Monday, 26 August 2013

U.N. experts in Syria to visit site of poison gas attack

BEIRUT (Reuters) - U.N. weapons experts are due on Monday to inspect a site where poison gas killed many hundreds of people in Damascus suburbs, amid calls from Western capitals for military action to punish the world's worst apparent chemical weapons attack in 25 years.

Syria agreed on Sunday to allow the inspectors to visit the site. The United States and its allies say evidence has been destroyed by government shelling of the area over the past five days, and the Syrian offer to allow inspectors came too late.

Washington has faced calls for action in response to Wednesday's attack, which came a year after President Barack Obama declared use of chemical weapons to be a "red line" which would require a firm response.
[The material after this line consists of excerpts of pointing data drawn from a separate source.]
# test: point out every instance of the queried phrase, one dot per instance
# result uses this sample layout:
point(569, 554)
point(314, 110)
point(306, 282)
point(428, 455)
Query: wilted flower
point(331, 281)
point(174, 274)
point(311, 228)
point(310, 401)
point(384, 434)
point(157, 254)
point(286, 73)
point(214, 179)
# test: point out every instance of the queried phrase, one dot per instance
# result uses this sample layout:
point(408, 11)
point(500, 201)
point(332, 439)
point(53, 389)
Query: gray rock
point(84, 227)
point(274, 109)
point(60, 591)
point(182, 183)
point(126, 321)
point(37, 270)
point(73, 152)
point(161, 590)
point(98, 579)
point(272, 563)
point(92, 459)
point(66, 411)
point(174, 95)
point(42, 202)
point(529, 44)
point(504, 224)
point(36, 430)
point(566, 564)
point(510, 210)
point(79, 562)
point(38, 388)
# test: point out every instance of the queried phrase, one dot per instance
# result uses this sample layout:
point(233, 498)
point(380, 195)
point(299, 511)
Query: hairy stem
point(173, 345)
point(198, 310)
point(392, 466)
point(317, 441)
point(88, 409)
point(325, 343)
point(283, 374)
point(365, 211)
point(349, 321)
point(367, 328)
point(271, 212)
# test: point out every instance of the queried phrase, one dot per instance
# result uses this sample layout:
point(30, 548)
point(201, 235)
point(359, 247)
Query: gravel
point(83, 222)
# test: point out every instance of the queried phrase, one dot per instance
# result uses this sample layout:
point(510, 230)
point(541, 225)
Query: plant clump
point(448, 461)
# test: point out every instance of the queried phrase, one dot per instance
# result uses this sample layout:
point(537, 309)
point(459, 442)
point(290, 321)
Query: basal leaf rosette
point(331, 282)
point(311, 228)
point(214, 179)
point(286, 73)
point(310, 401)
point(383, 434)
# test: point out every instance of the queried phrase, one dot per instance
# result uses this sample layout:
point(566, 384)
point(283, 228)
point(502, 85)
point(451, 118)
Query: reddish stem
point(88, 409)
Obama has been reluctant to intervene in Syria's 2-1/2-year-old conflict and U.S. officials stressed that he has yet to make a decision on how to respond. A senior senator, Republican Bob Corker, said he believed Obama would ask Congress for authorisation to use force when lawmakers return from summer recess next month.

Secretary of State John Kerry said in a round of phone calls to his foreign counterparts that there was "very little doubt" the Syrian government had gassed its own citizens.

The State Department said Kerry emphasised this in calls to the foreign ministers of France, Britain and Canada as well as to U.N. Secretary-General Ban Ki-moon and Russian Foreign Minister Sergei Lavrov.

Russia, a major ally of Syrian President Bashar al-Assad, has suggested rebels may have been behind the chemical attack and said it would be a "tragic mistake" to jump to conclusions over who was responsible.

The White House said Obama and French President Francois Hollande "discussed possible responses by the international community".

British Prime Minister David Cameron and German Chancellor Angela Merkel agreed that "such an attack demanded a firm response from the international community," Cameron's office said.

Syria watchers said the government's decision to allow the inspections may have been an attempt to stave off intervention.

"My view is that the Syrian government's apparent agreement to the U.N. inspection has been triggered by the growing possibility of military action," said Malcolm Chalmers, Research Director at the Britain's Royal United Services Institute.

"I think that is why they are doing it."

In London, Foreign Secretary William Hague said evidence of a chemical attack could have already been destroyed by subsequent artillery shelling in the areas or degraded in the days following the strike.

"We have to be realistic now about what the U.N. team can achieve," he told reporters.

CEASEFIRE DURING INSPECTIONS

The United Nations said Damascus had agreed to a ceasefire while the U.N. experts are at the site for inspections.

Syria confirmed it had agreed to allow access to the inspectors, who arrived in Syria to investigate smaller chemical weapons allegations just three days before the huge incident, which occurred before dawn after a night of heavy bombardment.

Medicins sans Frontieres said at least 355 people were reported dead in three hospitals from symptoms of poisoning. Assad's opponents have given death tolls ranging from 500 to well over 1,000.

The experts' mandate is to find out whether chemical weapons were used, not to assign blame, but the evidence they collect, for example about the missile used, can provide a strong indication about the identity of the party responsible.

If the U.N. team obtains independent evidence, it could be easier to build an international diplomatic case for intervention. Former weapons investigators say every hour matters.

The team has been waiting in a Damascus luxury hotel a few miles from the site of what appears to have been the world's worst chemical weapons attack since Saddam Hussein's forces gassed thousands of Iraqi Kurds in 1988.

Syria's information minister said any U.S. military action would "create a ball of fire that will inflame the Middle East".

He said Damascus had evidence chemical arms were used by rebels fighting to topple Assad, not by his government. Western states say they believe the rebels lack access to poison gas or weapons that could deliver it.

Assad's closest ally Iran, repeating Obama's own previous rhetoric, said the United States should not cross a "red line" by attacking Syria.

Two and a half years since the start of a war that has already killed more than 100,000 people, the United States and its allies have yet to take direct action, despite long ago saying Assad must be removed from power.